On the edge of a rusty-red cliff at Waimea Canyon, on the Hawaiian island of Kauai, grows a seemingly unremarkable shrub, Melanthera waimeaensis. But these narrow-leafed plants, numbering seven in all, are anything but ordinary: They’re the last of their kind growing in the wild.
M. waimeaensis is just one of hundreds of plants disappearing as invasive flora crowd out Hawaii’s native species and introduced animals (such as wild boar) disrupt local vegetation. Today 134 plant varieties (or taxa) unique to the islands are thought to be extinct, and the rate of loss is accelerating: In the past six years, 12 species have vanished. “That’s big time,” says botanist Kenneth Wood of the Hawaii-based nonprofit National Tropical Botanical Garden.

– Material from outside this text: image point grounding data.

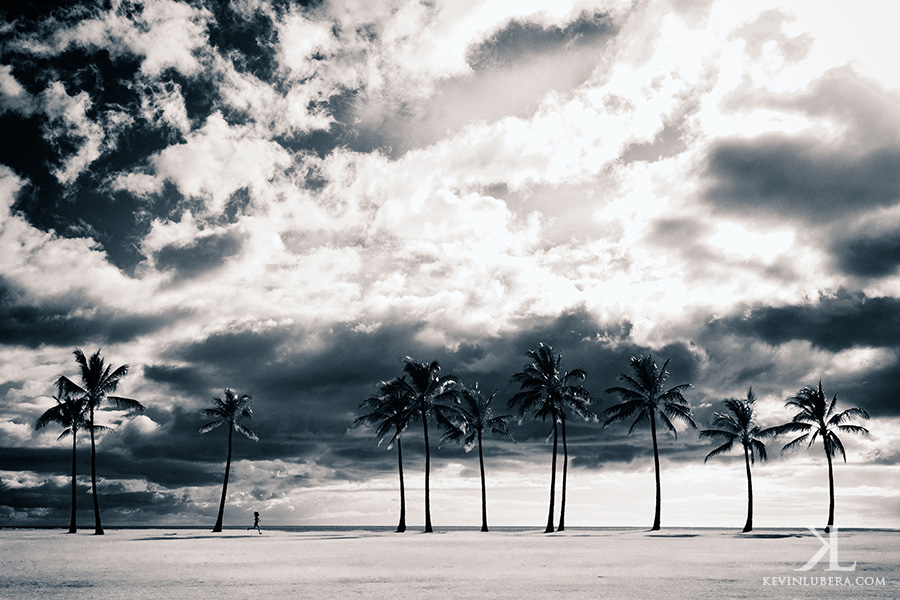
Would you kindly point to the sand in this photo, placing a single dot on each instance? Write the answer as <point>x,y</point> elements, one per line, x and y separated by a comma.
<point>593,563</point>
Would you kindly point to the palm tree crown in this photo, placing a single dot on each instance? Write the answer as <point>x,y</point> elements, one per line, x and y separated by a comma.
<point>98,382</point>
<point>389,412</point>
<point>477,416</point>
<point>71,414</point>
<point>738,424</point>
<point>428,395</point>
<point>816,418</point>
<point>230,411</point>
<point>644,398</point>
<point>545,391</point>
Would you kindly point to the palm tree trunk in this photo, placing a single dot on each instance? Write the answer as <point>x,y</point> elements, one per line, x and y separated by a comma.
<point>562,500</point>
<point>748,526</point>
<point>428,528</point>
<point>401,527</point>
<point>830,492</point>
<point>98,528</point>
<point>549,528</point>
<point>218,526</point>
<point>656,465</point>
<point>483,487</point>
<point>73,528</point>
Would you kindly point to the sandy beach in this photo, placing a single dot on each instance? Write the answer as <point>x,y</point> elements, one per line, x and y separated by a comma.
<point>590,563</point>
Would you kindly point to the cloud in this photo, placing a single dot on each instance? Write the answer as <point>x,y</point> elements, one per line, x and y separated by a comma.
<point>14,97</point>
<point>834,323</point>
<point>200,256</point>
<point>164,34</point>
<point>780,176</point>
<point>218,160</point>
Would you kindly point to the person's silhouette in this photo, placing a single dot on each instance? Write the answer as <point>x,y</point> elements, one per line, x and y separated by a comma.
<point>255,523</point>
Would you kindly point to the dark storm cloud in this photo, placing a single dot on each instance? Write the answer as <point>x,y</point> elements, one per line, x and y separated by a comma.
<point>68,324</point>
<point>867,254</point>
<point>519,40</point>
<point>201,256</point>
<point>874,390</point>
<point>784,176</point>
<point>835,323</point>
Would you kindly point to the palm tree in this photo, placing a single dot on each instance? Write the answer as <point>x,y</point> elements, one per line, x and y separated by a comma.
<point>231,412</point>
<point>816,418</point>
<point>544,392</point>
<point>98,381</point>
<point>71,414</point>
<point>739,425</point>
<point>427,394</point>
<point>577,400</point>
<point>478,416</point>
<point>644,397</point>
<point>389,414</point>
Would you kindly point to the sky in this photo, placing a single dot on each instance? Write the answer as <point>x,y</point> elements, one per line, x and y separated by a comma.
<point>287,199</point>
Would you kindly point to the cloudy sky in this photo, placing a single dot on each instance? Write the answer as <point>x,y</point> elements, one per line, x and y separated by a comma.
<point>287,200</point>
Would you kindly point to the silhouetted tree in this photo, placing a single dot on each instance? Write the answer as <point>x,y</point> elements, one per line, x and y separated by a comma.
<point>738,424</point>
<point>230,411</point>
<point>390,415</point>
<point>429,396</point>
<point>70,414</point>
<point>98,381</point>
<point>477,417</point>
<point>645,398</point>
<point>576,400</point>
<point>816,417</point>
<point>545,392</point>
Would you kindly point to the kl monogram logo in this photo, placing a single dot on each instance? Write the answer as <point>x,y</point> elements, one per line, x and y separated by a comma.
<point>831,544</point>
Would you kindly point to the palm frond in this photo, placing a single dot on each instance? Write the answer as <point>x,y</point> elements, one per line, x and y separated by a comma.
<point>129,404</point>
<point>832,443</point>
<point>726,447</point>
<point>246,431</point>
<point>854,429</point>
<point>760,449</point>
<point>794,443</point>
<point>211,425</point>
<point>718,434</point>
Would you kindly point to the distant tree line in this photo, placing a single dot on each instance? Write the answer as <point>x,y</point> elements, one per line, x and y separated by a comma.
<point>423,396</point>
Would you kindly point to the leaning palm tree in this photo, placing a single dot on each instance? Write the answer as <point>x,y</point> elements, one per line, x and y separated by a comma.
<point>738,424</point>
<point>98,381</point>
<point>71,414</point>
<point>430,396</point>
<point>574,399</point>
<point>231,412</point>
<point>389,414</point>
<point>645,398</point>
<point>816,418</point>
<point>543,392</point>
<point>478,416</point>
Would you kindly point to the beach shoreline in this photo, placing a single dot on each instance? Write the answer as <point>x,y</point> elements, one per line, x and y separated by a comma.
<point>339,563</point>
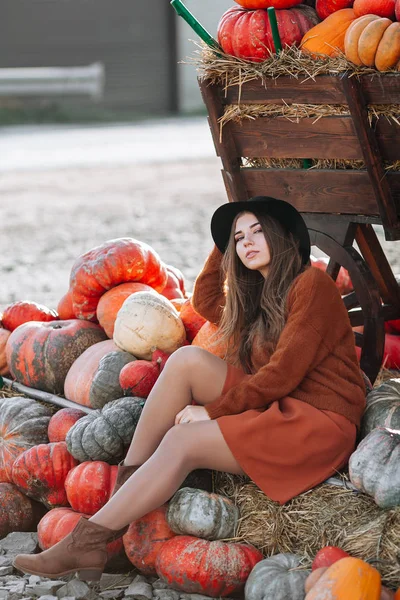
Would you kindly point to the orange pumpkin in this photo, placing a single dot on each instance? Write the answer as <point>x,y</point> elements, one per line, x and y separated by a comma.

Working alongside Hawaii’s Plant Extinction Prevention Program staff, Wood has spent decades venturing to the archipelago’s remotest corners seeking spots where rare plant species linger. From tromping through dense forest to rappelling off cliffs, the team does what’s necessary to collect seeds and cuttings and to identify areas that need protection. The goal: to preserve biodiversity for future generations.
“To me,” Wood says, “it’s self-evident that all life-forms should be treated equally” and be granted “a habitat to increase and to not be disturbed.”